Hello, I am doing some SpMV-related work and exploring the use of CilkPlus. I had a question related to reducers that I could not find out myself reading the documentation. In short: is there a simple or performant way of declaring a logical set of reducers or a reducer 'holder' such that an inner cilk_for uses its own reducer hyperobject, without the outer cilk_for having to share the same hyperobject over all of its strands.
Consider the following C99-CilkPlus loop code, which calculates a sparse binary matrix-vector multiplications for eight vectors simultaneously:
cilk_for(int row = 0; row < A->nrow; row++) { double tmp[8] = {0}; for (int i = row_ptr[row]; i < row_ptr[row + 1]; i++) { int col = cols[i] << 3; tmp[:] += X[col:8]; } int r = row << 3; Y[r:8] = tmp[:]; }
Now consider the case where one would want to futher parallelize the inner loop. Now, even in OpenMP4.0 I get into trouble here, as I cannot declare an array in #pragma omp reduction(+:tmp). Similarly, I cannot use the built-in opadd reducer in CilkPlus as double[8] is not a simple numeric datatype, so I create my custom add reducer for a double[8] vector:
void reduce_vecsum(void* reducer, void* left, void* right) { vdp8* vl = (vdp8*)left; vdp8* vr = (vdp8*)right; (*vl)[:] += (*vr)[:]; } void identity_vecsum(void* reducer, void* v) { (*(vdp8*)v)[:] = 0; } CILK_C_DECLARE_REDUCER(vdp8) cilk_c_vecsum_reducer = CILK_C_INIT_REDUCER(vdp8, reduce_vecsum, identity_vecsum, __cilkrts_hyperobject_noop_destroy, {0,0,0,0,0,0,0,0}); vdp8* vecsum_view() { return (vdp8*)REDUCER_VIEW(cilk_c_vecsum_reducer); }
The big question is, considering the determinacy guarantees of reducers, would it be correct to do the following:
CILK_C_REGISTER_REDUCER(cilk_c_vecsum_reducer); //runtime starts managing thread-local views, no need for manual tmp[] cilk_for (int row = 0; row < A->nrow; row++) { vdp8 *vsum; vsum = vecsum_view(); (*vsum)[:] = 0; cilk_for (int i = row_ptr[row]; i < row_ptr[row + 1]; i++) { vdp8 *vtmp; int col = cols[i] << 3; // multiplying with 8 vtmp = vecsum_view(); // grab a local view, will reduce automatically on task/strand joins (*vtmp)[:] += X[col:8]; } int r = row << 3; vsum = vecsum_view(); // grab the sum Y[r:8] = (*vsum)[:]; // commit to the output vector // note: outer cilk_for will perform further reductions, although we do not need the result } CILK_C_UNREGISTER_REDUCER(cilk_c_vecsum_reducer);
My worry is that a steal of strands from the inner cilk_for might cause the sums of two different rows to become mingled.
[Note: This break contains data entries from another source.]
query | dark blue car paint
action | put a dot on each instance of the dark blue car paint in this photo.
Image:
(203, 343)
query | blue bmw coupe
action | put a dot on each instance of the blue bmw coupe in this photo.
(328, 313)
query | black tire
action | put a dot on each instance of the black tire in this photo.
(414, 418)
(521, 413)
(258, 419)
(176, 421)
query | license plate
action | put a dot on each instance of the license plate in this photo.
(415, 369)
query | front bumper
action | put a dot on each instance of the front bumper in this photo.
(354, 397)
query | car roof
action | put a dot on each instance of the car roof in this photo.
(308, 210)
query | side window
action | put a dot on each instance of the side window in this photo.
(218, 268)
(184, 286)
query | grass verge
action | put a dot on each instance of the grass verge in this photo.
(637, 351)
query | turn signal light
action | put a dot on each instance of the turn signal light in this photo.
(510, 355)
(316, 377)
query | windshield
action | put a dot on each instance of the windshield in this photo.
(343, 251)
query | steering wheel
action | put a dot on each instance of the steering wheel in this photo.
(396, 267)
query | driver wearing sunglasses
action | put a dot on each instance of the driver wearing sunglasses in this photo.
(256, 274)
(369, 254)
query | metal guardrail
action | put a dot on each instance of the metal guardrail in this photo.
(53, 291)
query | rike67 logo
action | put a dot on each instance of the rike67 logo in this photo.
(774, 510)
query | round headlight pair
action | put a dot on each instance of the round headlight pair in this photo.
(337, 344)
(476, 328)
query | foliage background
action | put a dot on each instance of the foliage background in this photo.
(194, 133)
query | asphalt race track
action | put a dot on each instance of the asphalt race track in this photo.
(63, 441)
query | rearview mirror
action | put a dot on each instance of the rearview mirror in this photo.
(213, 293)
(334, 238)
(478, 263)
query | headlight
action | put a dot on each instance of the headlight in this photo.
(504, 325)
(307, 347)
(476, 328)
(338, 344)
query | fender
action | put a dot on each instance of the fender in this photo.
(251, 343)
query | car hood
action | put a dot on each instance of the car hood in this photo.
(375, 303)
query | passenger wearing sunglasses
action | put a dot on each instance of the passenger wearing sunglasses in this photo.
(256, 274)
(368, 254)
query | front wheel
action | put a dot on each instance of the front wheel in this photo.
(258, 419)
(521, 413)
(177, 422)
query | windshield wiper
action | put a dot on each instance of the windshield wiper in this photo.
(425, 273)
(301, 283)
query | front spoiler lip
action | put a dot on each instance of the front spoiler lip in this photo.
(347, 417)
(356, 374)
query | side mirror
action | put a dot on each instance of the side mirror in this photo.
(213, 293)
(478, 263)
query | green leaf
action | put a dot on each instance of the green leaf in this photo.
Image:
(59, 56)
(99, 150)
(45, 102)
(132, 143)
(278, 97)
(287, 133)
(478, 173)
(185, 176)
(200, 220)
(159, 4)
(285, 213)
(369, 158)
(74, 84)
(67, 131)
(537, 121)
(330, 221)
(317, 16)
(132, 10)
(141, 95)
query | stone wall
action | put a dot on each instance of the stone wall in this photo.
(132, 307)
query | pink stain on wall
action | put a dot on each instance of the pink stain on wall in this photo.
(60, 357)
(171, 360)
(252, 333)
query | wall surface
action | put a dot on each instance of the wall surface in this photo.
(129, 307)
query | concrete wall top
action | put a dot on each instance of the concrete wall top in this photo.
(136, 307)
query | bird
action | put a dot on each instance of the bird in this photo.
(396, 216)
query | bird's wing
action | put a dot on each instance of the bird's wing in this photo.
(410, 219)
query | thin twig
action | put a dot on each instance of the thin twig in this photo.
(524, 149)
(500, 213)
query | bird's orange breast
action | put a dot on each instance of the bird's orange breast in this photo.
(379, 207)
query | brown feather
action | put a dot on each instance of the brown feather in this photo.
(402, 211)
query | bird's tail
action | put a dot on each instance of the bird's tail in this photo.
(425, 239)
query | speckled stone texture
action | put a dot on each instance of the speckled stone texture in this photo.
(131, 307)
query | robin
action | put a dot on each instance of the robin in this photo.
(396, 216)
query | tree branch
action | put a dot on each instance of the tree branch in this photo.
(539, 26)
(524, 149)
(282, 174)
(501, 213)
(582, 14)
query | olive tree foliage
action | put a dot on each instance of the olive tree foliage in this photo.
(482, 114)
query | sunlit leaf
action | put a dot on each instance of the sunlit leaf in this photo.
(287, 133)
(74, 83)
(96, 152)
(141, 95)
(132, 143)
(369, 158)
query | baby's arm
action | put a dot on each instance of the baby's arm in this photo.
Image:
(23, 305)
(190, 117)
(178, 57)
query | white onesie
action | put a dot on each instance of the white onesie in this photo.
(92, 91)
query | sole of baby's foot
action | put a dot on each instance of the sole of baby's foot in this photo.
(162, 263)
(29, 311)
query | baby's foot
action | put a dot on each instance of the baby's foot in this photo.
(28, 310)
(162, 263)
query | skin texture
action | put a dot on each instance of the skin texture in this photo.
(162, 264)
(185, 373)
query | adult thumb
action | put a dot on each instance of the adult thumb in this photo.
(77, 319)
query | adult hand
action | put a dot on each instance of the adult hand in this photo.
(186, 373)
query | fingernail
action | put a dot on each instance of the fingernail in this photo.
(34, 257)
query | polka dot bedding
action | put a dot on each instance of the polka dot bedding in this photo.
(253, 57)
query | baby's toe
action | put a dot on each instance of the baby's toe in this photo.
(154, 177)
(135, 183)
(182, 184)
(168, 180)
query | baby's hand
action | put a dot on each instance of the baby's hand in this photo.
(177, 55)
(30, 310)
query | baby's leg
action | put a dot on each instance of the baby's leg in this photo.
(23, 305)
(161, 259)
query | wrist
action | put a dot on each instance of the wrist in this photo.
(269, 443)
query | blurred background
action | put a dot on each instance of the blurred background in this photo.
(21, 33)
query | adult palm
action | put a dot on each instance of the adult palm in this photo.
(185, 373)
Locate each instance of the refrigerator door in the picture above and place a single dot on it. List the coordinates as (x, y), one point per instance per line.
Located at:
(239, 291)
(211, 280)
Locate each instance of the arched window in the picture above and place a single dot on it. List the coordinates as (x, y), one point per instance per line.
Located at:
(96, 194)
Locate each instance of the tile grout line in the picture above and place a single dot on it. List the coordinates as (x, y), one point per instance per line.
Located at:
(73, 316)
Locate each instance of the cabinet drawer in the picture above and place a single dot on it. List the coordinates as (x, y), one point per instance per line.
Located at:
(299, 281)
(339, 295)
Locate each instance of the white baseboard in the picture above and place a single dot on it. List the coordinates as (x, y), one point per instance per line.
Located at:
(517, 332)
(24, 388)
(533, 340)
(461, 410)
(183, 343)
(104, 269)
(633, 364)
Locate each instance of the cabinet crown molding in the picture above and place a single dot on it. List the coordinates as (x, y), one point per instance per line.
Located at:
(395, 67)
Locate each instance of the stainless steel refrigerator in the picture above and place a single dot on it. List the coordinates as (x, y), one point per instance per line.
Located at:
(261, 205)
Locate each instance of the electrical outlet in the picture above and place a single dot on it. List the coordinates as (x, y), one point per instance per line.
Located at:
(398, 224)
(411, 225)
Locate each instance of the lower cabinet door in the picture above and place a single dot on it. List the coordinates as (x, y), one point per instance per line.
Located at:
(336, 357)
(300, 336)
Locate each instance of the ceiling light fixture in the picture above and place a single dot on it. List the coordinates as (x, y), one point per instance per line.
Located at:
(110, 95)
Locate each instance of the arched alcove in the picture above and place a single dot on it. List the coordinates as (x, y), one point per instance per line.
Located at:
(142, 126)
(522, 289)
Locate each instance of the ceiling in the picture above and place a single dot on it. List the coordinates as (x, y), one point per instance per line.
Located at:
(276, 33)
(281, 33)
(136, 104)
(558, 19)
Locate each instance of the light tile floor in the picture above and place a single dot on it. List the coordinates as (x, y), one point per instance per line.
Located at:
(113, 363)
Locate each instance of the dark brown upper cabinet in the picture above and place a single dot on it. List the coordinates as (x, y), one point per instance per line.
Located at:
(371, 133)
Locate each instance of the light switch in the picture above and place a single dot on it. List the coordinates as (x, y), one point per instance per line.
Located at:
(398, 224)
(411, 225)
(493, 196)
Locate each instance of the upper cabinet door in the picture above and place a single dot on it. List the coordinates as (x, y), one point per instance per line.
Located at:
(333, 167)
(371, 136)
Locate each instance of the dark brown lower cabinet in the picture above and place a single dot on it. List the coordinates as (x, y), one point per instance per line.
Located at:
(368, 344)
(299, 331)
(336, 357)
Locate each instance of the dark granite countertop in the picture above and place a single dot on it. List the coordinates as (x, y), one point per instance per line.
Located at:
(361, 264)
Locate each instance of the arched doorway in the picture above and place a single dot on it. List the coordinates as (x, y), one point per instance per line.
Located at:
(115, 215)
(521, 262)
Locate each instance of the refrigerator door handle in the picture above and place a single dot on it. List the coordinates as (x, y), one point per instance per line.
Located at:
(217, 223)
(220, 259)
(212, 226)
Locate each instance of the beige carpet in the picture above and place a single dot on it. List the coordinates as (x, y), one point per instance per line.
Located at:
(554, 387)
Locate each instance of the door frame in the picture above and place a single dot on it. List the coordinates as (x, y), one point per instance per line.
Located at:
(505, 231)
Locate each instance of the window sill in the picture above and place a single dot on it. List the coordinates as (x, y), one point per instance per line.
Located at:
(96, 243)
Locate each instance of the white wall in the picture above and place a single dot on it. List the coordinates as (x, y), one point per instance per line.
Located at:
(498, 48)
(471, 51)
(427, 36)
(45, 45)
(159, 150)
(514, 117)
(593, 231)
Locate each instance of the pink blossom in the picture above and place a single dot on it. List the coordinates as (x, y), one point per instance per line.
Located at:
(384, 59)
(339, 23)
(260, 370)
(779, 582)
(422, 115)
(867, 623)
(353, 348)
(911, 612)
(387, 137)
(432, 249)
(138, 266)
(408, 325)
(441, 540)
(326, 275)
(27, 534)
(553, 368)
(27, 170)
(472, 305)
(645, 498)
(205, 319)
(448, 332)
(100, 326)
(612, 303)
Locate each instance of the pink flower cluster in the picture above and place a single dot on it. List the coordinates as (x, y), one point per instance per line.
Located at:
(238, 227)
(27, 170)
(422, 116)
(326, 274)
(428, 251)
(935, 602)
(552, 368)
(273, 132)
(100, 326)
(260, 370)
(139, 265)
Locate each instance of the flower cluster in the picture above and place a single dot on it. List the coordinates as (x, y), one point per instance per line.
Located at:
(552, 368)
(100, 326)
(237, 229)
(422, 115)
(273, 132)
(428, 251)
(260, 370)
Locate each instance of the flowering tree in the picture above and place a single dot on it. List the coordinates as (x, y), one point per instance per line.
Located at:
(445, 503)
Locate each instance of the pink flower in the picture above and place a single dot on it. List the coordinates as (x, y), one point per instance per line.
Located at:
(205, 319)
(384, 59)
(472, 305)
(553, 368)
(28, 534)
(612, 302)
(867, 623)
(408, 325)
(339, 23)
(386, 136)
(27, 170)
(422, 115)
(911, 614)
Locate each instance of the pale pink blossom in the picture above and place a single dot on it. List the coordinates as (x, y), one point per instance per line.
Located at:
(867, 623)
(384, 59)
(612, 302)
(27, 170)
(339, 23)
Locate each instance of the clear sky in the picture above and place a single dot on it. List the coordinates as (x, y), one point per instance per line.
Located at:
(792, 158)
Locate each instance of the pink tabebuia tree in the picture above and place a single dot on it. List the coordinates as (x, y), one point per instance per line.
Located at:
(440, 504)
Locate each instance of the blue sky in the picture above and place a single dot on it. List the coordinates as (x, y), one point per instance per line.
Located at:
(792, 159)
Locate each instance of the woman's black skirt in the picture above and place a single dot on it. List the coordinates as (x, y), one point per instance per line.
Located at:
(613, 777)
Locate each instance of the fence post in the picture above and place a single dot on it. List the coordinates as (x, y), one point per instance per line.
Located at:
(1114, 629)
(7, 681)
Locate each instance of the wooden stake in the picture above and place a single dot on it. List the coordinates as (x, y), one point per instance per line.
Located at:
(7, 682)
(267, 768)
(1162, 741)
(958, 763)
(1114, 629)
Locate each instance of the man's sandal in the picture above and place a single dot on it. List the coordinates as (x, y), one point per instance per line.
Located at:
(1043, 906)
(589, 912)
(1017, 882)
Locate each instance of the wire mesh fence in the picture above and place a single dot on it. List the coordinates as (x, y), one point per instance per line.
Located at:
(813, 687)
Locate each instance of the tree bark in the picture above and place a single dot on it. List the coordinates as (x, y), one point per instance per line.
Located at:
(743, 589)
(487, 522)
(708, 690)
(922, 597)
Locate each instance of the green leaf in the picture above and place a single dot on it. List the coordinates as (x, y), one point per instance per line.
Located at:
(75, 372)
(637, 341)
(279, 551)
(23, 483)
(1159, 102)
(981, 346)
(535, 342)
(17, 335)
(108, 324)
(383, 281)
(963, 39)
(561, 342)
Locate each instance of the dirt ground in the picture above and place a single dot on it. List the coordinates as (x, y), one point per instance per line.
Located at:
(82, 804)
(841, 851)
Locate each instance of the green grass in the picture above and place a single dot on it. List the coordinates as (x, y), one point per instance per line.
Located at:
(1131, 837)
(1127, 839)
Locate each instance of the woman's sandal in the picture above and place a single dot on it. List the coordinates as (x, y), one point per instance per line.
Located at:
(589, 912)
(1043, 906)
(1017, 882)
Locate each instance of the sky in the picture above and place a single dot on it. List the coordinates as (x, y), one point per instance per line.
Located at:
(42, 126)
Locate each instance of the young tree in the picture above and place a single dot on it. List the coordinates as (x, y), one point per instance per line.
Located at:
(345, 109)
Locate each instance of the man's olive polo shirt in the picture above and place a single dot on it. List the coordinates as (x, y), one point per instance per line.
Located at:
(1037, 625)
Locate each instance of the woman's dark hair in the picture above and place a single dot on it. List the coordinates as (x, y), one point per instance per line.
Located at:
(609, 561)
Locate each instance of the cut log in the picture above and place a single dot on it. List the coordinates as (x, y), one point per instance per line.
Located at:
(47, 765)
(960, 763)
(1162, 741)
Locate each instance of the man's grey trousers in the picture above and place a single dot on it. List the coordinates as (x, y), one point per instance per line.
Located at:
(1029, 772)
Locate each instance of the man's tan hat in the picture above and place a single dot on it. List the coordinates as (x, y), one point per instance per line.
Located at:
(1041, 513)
The secondary worry is the overhead of performing superfluous reductions of the reducer at the joins of the outer cilk_for loop. In other words, is the above correct and is there a better way of doing something similar?
note: I am using the above as an example, in reality the inner loop is complete overkill. However, I am working on a blocked version which does display the same nested loop structure, with the same need to reduce on the output vector.